There has been controversy regarding Cx43 expression by sinus node myocytes. In our previous studies of the canine sinus node, we failed to detect unambiguous Cx43 expression in unfixed frozen tissue sections.^{25 26} However, Cx43 signal was clearly identified in a subset of disaggregated pacemaker cells in the present studies.
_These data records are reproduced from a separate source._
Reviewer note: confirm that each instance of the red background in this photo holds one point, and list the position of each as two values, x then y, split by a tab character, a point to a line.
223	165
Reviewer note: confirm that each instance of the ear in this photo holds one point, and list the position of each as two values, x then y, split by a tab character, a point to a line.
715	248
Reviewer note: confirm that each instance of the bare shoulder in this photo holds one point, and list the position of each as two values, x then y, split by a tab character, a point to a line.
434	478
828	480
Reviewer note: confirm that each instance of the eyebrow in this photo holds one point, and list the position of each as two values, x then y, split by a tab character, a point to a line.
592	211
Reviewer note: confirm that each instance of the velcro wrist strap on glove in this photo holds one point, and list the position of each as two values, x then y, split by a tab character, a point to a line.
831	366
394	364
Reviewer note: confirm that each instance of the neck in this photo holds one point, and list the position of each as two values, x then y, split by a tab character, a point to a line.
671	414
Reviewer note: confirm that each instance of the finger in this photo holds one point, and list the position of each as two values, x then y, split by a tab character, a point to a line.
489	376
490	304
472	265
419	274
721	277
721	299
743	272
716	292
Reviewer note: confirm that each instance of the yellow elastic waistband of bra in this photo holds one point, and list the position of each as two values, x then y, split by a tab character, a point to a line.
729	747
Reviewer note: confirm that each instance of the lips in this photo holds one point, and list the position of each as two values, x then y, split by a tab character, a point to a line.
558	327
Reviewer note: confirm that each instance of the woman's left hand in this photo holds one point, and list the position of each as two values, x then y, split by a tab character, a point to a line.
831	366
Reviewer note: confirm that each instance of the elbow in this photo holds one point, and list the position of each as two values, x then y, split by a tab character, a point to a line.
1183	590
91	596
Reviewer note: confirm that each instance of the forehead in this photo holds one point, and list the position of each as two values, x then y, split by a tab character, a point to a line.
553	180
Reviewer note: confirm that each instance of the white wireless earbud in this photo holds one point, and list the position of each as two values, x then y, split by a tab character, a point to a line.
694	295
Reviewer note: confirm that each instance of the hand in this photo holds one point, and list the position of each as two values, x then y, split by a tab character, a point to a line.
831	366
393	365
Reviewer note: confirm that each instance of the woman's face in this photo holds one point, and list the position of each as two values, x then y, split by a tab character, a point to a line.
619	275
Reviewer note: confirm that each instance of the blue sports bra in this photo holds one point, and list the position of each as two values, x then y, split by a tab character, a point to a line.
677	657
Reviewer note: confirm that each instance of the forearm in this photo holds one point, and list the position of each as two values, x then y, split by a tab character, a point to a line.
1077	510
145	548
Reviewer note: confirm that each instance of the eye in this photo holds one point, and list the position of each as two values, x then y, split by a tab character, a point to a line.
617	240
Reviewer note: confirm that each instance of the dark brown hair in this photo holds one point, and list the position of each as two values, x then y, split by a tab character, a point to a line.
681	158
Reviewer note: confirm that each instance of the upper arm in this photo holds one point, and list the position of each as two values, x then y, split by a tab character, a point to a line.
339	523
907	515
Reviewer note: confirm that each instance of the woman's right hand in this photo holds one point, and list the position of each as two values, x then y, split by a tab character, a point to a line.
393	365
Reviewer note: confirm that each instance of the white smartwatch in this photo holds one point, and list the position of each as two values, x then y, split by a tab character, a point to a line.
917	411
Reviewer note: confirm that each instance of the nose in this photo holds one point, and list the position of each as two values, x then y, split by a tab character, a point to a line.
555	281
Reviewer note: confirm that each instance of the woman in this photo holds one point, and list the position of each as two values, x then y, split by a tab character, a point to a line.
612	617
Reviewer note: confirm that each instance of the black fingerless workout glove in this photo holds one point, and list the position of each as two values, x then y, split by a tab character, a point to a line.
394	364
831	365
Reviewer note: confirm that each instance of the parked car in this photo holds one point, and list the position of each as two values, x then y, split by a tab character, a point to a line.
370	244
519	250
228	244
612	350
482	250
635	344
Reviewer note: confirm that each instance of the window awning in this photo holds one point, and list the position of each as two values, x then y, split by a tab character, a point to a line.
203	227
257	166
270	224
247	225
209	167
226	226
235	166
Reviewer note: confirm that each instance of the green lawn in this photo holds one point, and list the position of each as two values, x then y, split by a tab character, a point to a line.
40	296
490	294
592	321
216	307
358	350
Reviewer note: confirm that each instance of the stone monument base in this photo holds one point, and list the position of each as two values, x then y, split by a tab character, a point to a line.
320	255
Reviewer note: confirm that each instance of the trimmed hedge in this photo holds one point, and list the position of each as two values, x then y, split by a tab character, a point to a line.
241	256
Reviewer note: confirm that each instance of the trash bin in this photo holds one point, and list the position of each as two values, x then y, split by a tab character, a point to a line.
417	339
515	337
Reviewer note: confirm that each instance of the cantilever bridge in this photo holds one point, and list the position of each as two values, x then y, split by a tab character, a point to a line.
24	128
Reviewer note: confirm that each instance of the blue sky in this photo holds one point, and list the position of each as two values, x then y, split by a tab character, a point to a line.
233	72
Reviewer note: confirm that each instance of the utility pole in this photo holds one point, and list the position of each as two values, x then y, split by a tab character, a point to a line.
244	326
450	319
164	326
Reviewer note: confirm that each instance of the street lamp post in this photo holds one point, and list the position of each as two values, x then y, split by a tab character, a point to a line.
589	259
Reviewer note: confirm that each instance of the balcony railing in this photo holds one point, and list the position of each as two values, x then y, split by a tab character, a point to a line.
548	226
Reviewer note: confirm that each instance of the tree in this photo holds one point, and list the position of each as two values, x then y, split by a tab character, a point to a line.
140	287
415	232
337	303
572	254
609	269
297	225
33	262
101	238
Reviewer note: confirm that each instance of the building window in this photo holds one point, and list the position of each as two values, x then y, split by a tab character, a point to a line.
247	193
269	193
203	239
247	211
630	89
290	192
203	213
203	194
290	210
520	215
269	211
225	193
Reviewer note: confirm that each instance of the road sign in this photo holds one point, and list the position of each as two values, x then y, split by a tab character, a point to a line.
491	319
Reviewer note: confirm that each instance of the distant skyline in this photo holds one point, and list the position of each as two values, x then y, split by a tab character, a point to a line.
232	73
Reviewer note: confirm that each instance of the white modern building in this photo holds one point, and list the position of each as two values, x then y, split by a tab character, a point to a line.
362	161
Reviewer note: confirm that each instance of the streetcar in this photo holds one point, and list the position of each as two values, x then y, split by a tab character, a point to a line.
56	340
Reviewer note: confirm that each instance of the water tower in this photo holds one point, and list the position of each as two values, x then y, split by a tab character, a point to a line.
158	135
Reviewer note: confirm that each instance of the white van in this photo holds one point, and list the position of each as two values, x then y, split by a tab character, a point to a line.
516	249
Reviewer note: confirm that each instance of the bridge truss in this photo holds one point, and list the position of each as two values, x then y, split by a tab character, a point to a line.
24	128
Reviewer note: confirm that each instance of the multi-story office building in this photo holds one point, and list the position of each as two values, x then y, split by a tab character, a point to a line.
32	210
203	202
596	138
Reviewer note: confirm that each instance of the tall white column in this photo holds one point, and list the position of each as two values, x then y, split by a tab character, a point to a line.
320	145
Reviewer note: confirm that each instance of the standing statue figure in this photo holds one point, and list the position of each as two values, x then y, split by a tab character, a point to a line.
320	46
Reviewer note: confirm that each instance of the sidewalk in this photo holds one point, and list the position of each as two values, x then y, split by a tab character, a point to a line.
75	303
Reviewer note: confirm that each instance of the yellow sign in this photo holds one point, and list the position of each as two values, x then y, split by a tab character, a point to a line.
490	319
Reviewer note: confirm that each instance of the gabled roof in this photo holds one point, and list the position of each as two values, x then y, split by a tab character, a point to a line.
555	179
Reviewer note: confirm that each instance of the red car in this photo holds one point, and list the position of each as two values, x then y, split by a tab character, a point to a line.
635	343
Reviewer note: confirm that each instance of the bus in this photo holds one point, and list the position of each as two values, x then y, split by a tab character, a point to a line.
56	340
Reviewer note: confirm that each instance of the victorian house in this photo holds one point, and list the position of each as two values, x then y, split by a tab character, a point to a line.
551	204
Furthermore, the technical superiority of immunostained microwave-treated sections of paraffin-embedded formalin-fixed tissue provided clean high-resolution signals in the intact node tissue that demonstrated unambiguous Cx43 expression in the canine sinus node. These findings are consistent with earlier studies from independent laboratories in which Cx43 was detected in rabbit and hamster sinus nodes.^{20 21 22 23}

Our analysis of whole tissue sections showed that Cx43 expression by pacemaker cells was limited to groups of cells arranged in bundles. The distribution of Cx43 immunostaining seen in the intact sinus node correlated well with the percentage of isolated sinus node myocytes exhibiting Cx43 immunoreactive signal in the disaggregated cell preparations. The distribution of Cx45 in both disaggregated cells and the intact sinus node paralleled the distribution of Cx43, conforming to a general pattern of Cx43/Cx45 coexpression that has been observed in cardiac myocytes.^{25 26 30 31} In contrast to the limited distribution of Cx43 and Cx45 in the sinus node, Cx40 was expressed by a majority of pacemaker cells in both disaggregated cell preparations and whole tissue sections. Cx40 was also expressed abundantly by atrial myocytes, as observed previously by us and others.^{25 26 36 37 38 39} Some cells expressing Cx40 also expressed Cx43 and Cx45, but many Cx40-positive cells expressed only Cx40.

The functional significance of these complex patterns of connexin expression is not known, nor have the absolute amounts of each connexin been measured in different types of cardiac myocytes. However, results of studies in transfected oocytes or "communication-deficient" cell lines have suggested that Cx43 may form functional heterotypic channels with Cx45^{43 44} and that Cx45 may form functional heterotypic channels with Cx40⁴⁴ but that Cx43 and Cx40 apparently cannot form functional channels.^{44 45} Groups of pacemaker cells expressing only Cx40 may, therefore, have a more limited range of coupling possibilities than cells expressing Cx43, Cx45, and Cx40. This could create communication boundaries⁴⁶ or barriers of coupling resistance.¹⁴ Groups of pacemaker cells expressing only Cx40 could remain relatively insulated from other pacemaker cells expressing Cx43 and perhaps be protected from the hyperpolarizing influence of the larger atrial muscle.

The presence of Cx43 within discrete cell bundles in the sinus node could serve the important role of directing activation potential propagation from within the node outward to the atria. These Cx43-positive sinus node myocyte bundles appeared in some sections to abut atrial myocytes, suggesting, but certainly not proving, that Cx43-positive bundles might act as preferential conduction pathways within the node as originally hypothesized by Joyner and van Capelle.¹⁴ The complex connexin phenotypes in sinus node pacemaker cells may also explain, in part, the electrophysiological data of Bromberg et al,⁴⁷ who used floating microelectrodes to record action potentials from cells within the canine sinus node while simultaneously recording from multiple extracellular sites. They showed that although the earliest intracellular activation occurred within the central portion of the sinus node, the earliest extracellular activation occurred at the superior and inferior poles of the nodal region, suggesting discrete propagation exit sites from the node. In addition, some regions in the sinus node activated much later than even the latest atrial extracellular activation. The authors hypothesized that there may be pathways within the node that connected the site of earliest nodal activation to the working atrial myocardium, leading to earlier activation of the atrium than of some regions within the sinus node. Differential spatial expression of gap junction proteins may create these putative pathways. Regulation of the expression and cellular distribution of specific gap junction proteins may, therefore, play a critical role in the sinus node pacemaking function.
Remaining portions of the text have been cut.